State Treasurer John Chiang stopped short of endorsing the idea but said his office would work with the state attorney general to examine how a weed bank might function for California’s emerging pot economy, estimated to grow to $7 billion.
Legal pot sales kicked off in California on Jan. 1. However, many banks don’t want anything to do with cannabis money for fear it could expose them to legal trouble from the federal government, which still lists marijuana as illegal.
That means a lot of pot business is conducted in cash, sometimes tens of thousands of dollars, which is risky for cannabis workers and the public.
Is a public bank a solution?
“Maybe,” said Chiang, a Democratic candidate for governor.
Completing the study is expected to take about a year.
However, the idea comes with formidable risks that were outlined in a state report last year, including unknown startup costs, the probability of losses for several years or more that California taxpayers would have to cover and trouble obtaining federal regulatory approval.
Another problem: The Trump administration has signaled a potentially more aggressive approach to marijuana prosecution by U.S. prosecutors.
That federal action “casts into turmoil a newly established industry that is creating jobs and tax revenues,” Chiang said.
The shortage of banking services means sellers and growers must often do without commonplace conveniences such as writing checks or obtaining a loan. In Los Angeles, officials have seen bags of cash as large as $300,000 come through the door to cover pot taxes.

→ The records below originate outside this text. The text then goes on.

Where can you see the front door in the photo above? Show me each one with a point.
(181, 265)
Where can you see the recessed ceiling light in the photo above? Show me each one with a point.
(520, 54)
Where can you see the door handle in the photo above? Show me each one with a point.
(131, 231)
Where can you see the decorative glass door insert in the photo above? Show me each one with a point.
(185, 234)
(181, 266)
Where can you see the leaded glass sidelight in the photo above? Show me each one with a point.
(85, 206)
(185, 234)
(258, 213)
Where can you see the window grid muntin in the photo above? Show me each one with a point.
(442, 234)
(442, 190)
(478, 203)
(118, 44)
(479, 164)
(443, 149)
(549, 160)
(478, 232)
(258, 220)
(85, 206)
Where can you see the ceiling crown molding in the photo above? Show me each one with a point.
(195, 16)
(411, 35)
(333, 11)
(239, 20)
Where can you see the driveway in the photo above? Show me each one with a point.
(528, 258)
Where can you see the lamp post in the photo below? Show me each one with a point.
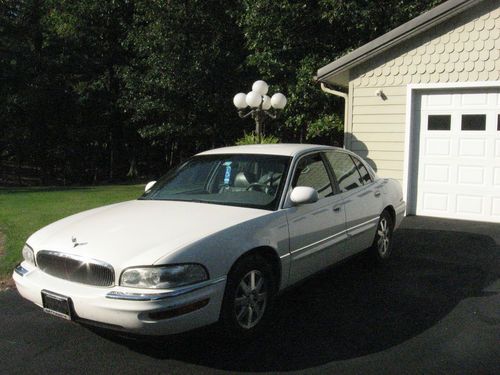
(261, 105)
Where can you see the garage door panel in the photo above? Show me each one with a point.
(496, 177)
(438, 147)
(471, 175)
(497, 148)
(437, 173)
(472, 147)
(495, 207)
(458, 174)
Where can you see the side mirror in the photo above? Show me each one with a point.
(149, 185)
(303, 195)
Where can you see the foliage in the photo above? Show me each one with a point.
(252, 139)
(95, 91)
(28, 209)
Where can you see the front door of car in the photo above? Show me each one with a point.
(317, 230)
(362, 199)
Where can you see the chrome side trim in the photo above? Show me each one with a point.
(362, 224)
(159, 296)
(336, 235)
(320, 241)
(20, 270)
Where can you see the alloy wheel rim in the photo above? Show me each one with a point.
(251, 299)
(384, 234)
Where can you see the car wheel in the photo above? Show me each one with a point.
(248, 298)
(382, 244)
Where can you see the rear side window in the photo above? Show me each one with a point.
(345, 171)
(311, 171)
(365, 176)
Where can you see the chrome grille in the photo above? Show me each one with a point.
(75, 268)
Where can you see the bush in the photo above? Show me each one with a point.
(251, 139)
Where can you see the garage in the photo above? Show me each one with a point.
(459, 155)
(422, 105)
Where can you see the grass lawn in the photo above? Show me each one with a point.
(24, 210)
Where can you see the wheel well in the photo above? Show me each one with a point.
(270, 255)
(392, 213)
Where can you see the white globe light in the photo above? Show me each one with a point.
(253, 99)
(266, 102)
(239, 100)
(260, 87)
(278, 101)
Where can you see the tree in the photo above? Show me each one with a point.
(187, 65)
(289, 40)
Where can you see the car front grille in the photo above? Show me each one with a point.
(75, 268)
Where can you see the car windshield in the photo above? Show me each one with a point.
(238, 180)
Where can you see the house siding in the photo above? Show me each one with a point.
(463, 49)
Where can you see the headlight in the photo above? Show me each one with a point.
(163, 277)
(29, 255)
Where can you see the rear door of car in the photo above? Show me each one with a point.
(362, 198)
(317, 230)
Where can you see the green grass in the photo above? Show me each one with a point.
(25, 210)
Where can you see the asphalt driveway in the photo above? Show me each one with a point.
(435, 308)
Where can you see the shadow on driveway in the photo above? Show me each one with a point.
(354, 309)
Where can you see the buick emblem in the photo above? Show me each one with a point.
(76, 243)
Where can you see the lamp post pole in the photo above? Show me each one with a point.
(260, 105)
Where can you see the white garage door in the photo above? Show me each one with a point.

According to the state report last year, the Bank of North Dakota is the nation’s only deposit-holding, publicly owned financial institution. It has one office and offers limited retail banking services.
Chiang compared the problem in California to conditions that led to the creation of the North Dakota bank in 1919.
At that time “private banks failed to promote agriculture, commerce and industry in the rural state, so the public bank was created,” he said. The failure to meet the needs of the multibillion-dollar cannabis industry in California “could well turn out to be the catalyst that vaults public banking into a reality here.”